During the 2000s, she worked at the National Council for the Control of Narcotics (CONACE) and served as Head of the Department of Juvenile Responsibility at the National Service for Minors (SENAME) until 2010.

She was detained on several occasions and imprisoned twice. In 1984, she was detained and relegated to Maullín, Province of Palena. During this period, she was a leader of the Movimiento Democrático Popular. She was also a founding member of the women's movement "Mujeres por la Vida", which organized large, peaceful demonstrations calling for the restoration of democracy.

==Biography==
She was born in Linares on 7 March 1935, the daughter of the military officer Carlos Pollarolo Maggi and Ángela Villa. She married Mario Vidal and was the mother of three children.

She completed her secondary education at Liceo No. 7 de Niñas de Providencia in Santiago. She studied Medicine at the University of Chile, graduating as a physician-surgeon in 1961 and later specializing in psychiatry.

After graduating, she worked as a physician at the Psychiatric Hospital and as a professor of Psychiatry at the University of Chile and the Pontifical Catholic University of Chile until 1973.

==Political career==
She joined the Communist Party of Chile and supported the initiatives of the Popular Unity government. After the 1973 coup d’état, she went into exile in Argentina from June 1974 to December 1975, returning to Chile in 1975 and resuming her political activities.

As a psychiatrist, she collaborated with the Vicariate of Solidarity and, in 1978, developed the Medical-Psychiatric Program for Victims of Repression at the Fundación de Ayuda Social de Iglesias Cristianas (FASIC), which she directed until 1986. She was also involved with PIDEE (Protección a la Infancia Dañada por los Estados de Emergencia) and the National Commission Against Torture.

In 1989, she ran as a candidate for senator for the Second Circumscription (Antofagasta Region) representing the Partido Amplio de Izquierda Socialista (PAIS). Although she obtained the second-highest individual vote, she was not elected under the binomial electoral system.
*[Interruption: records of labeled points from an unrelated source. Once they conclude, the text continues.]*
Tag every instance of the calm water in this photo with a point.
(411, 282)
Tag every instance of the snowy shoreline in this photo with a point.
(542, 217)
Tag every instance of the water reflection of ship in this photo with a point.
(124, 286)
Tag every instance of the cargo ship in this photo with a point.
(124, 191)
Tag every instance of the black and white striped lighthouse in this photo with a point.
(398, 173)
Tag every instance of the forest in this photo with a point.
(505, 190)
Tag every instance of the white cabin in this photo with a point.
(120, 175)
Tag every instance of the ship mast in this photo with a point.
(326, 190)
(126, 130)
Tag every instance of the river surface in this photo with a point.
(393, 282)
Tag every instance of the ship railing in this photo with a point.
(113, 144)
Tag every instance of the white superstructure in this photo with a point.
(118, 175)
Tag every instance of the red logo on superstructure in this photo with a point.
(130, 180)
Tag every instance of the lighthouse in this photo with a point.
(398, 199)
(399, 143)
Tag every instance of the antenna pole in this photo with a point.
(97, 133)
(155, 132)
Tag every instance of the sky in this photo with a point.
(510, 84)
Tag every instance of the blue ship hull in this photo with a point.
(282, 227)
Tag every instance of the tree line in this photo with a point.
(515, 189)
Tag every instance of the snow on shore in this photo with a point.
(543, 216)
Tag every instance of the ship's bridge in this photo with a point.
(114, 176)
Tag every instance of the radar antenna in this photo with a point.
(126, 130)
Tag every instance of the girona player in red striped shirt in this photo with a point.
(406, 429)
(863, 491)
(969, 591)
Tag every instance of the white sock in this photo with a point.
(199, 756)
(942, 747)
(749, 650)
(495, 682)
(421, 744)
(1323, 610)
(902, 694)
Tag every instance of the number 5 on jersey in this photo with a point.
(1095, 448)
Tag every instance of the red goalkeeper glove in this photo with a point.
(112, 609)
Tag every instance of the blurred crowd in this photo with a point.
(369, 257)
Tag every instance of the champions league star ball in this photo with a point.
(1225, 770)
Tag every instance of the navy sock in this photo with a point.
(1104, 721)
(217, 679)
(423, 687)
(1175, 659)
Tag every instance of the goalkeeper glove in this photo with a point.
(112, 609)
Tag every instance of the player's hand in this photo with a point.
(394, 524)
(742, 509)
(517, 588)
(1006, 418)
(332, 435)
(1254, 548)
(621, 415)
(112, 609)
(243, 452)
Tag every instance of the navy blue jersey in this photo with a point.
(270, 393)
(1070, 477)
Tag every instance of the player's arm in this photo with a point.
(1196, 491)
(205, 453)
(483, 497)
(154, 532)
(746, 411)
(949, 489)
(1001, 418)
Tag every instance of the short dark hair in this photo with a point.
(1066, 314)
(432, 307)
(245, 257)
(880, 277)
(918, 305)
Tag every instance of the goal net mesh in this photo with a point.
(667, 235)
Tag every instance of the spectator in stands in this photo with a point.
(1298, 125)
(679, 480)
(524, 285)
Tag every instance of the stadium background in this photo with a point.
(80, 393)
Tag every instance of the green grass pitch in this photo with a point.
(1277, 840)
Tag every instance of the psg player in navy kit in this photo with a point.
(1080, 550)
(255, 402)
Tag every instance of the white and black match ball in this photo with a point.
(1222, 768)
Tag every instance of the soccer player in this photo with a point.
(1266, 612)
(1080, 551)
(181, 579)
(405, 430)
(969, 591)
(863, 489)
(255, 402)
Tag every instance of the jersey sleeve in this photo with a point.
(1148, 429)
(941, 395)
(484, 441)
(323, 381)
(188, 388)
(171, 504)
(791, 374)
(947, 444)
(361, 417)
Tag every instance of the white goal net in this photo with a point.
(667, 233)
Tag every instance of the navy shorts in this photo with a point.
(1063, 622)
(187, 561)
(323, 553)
After disagreements with the Communist Party, she resigned and founded the Partido Democrático de Izquierda (PDI), which she led between 1991 and 1994. The PDI later joined the Concertación and signed agreements with the Socialist Party of Chile and the Party for Democracy. Following the dissolution of the PDI, she joined the Socialist Party.

In the 2001 parliamentary elections, she was not re-elected as deputy. Four years later, she ran for deputy in District No. 16, Santiago Metropolitan Region, but was not elected.